Tips for Working with VoiceOver

For the visually impaired, much of your experience while navigating the activation wizard depends on optimizing the configuration of your screen reader.

VoiceOver, the built-in Macintosh screen reader, is highly configurable using the VoiceOver Utility, which is found in the System Preferences under Universal Access, Seeing.

There is a wealth of controls in the utility. Under Verbosity, we recommend that the default speech verbosity be set to "High." Under Navigation, you may find it less confusing to set the initial position of the cursor to the first item in the window instead of the first item that acquires the keyboard focus, so that you do not miss the on-screen instructions.

As the wizard moves from page to page via the Next button, the operating system does not necessarily detect that the window has changed, because the page change occurs inside the wizard window. When in doubt, you should take full advantage of the hot-key or "commander" for speaking the entire window.

Known Issues

  1. The wizard has important instructions on most pages.

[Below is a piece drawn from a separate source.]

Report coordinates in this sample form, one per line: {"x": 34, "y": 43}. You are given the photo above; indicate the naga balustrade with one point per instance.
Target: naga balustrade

In most screen readers they are not spoken just by tabbing through the active fields of the page. You have to watch out not to miss helpful information by requesting a read of the whole page.
  2. A "busy" box pops up during operations that take more than a second or two, but some screen readers do not speak the message in this box to let you know that something is happening.
  3. A few users have had the experience that the wizard can disappear unexpectedly behind other windows. If you think this has happened, use Command + TAB to bring it to the front again.